- Born: September 14, 1792
- Died: March 5, 1879 (aged 86)
- Spouse: Mary Simmons Joy ​(m. 1817)​

= Samuel Whitcomb Jr. =

Samuel Whitcomb Jr. (September 14, 1792 – March 5, 1879) was a colporteur, journalist and a champion of the working class, public schools and democratic political values. Whitcomb was born in Hanover, Massachusetts. As an adult, he moved across the early United States more commonly than most people of his time. He served in the War of 1812. In 1817, he married Mary Simmons Joy.

He held several jobs and careers that included book peddling, landowner, clerk, and journalist. It was his business of selling book subscriptions that allowed him to travel the country extensively, giving him opportunities to purchase land at bargain prices, gather a unique knowledge of the common US people, and to meet interesting and prominent people, including President Thomas Jefferson.

==Visit to Monticello==

Two of those he met in 1824 were Thomas Jefferson and James Madison, while trying to sell subscriptions of William Mitford's multivolume book on The History of Greece. Though he did not sell any to Jefferson, he was able to interview him. This conversation has been memorialized in Monticello. It gives a critical, yet kind view of the octogenarian President, from the perspective of a common northerner—as opposed to the majority of scenes recorded from the perspective of Jefferson's peers or other slave-owners and political figures. Whitcomb's wife accompanied him on these business travels.

==Activist and reformer==

During his lifetime, Whitcomb was better known for his journalism and his untiring work for public schools and the rights of the common individual. He read the books he sold; information and data from them are used throughout his writings and speeches. Early on, he joined the Massachusetts temperance movement. In the 1830s, he became a member of the Dorchester Workingmen's Party. According to him, one of the party's aims was "to promote the distribution among the producers of wealth, of a more equitable proportion of the comforts and enjoyments resulting from their individual joint labours."

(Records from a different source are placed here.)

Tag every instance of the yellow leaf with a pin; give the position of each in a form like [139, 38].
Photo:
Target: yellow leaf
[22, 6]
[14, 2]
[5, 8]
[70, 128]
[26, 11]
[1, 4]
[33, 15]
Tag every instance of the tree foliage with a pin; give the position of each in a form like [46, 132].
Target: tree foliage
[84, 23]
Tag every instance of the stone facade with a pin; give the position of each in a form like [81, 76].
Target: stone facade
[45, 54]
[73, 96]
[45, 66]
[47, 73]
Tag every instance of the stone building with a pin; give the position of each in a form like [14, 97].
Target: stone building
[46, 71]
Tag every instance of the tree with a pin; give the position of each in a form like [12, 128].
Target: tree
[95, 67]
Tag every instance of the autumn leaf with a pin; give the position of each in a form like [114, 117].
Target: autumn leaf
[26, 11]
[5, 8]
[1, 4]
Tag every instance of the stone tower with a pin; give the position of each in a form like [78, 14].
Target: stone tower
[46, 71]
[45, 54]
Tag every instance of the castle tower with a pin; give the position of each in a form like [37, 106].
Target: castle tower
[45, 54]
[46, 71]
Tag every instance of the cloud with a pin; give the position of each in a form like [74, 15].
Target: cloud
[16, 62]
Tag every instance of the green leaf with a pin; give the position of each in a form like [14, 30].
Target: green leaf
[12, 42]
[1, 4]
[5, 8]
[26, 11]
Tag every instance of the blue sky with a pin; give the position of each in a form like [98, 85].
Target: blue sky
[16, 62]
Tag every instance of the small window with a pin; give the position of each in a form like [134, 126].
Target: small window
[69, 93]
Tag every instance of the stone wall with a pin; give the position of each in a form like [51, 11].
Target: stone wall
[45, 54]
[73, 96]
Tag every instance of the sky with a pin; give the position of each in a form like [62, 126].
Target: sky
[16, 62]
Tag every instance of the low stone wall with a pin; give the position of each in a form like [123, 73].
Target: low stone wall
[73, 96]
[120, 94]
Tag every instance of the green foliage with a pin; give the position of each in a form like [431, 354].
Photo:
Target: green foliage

Whitcomb was notable as a representative of the Northern, antebellum White; he was a self-educated working-class man who was politically active in several reform movements and had a deep sense of historical identity. His writing places him as belonging to the anti-slavery camp, but he was not an abolitionist. Whitcomb did not believe in equality of races. He criticized William Lloyd Garrison after Nat Turner's rebellion for supporting abolition. His speeches and writings advocating democracy rooted in working-class values made him an influential figure in other ways.

In September 1833, the Monthly Traveler of Boston wrote the following about Whitcomb after one of his speeches: "Mr. Whitcomb, it will be recollected, has not reaped the advantages of an academic education; he has made himself what he now is,-- which, to our view, goes more to his credit, than though his name were put forth with all the honors of a college diploma." His enthusiasm for the opportunities available to common citizens in the new republic inspired him to write, advocate and speak for the common person.

In 1847, while living in Washington, D.C., and working as a revenue clerk for the Office of the Treasury, Whitcomb became a correspondent for the Boston Journal. He researched and wrote mainly about topics concerning populist politics and the public school system. From 1845 to 1849, he worked for the Teachers Placement Agency. His activist and journalist work garnered him friendships with influential people such as Edward Everett and Horace Mann.

==Later Days==

In 1879, Whitcomb died in Vermont, on an estate he bought years before, but not before leading the defense for the Vermont veterans of the 1812 War, and actively promoting industrialization, fair wages and the expansion of the U.S. into Native American territories.

==Best Known Works==
- An Address: "on the Claims of Those Living by Manual Labour" given before the Workingmen's Society. 1831
- Two lectures on the advantages of a republican condition of society, for the promotion of the arts, and the cultivation of science. 1833.
- Interview of Thomas Jefferson, 1824.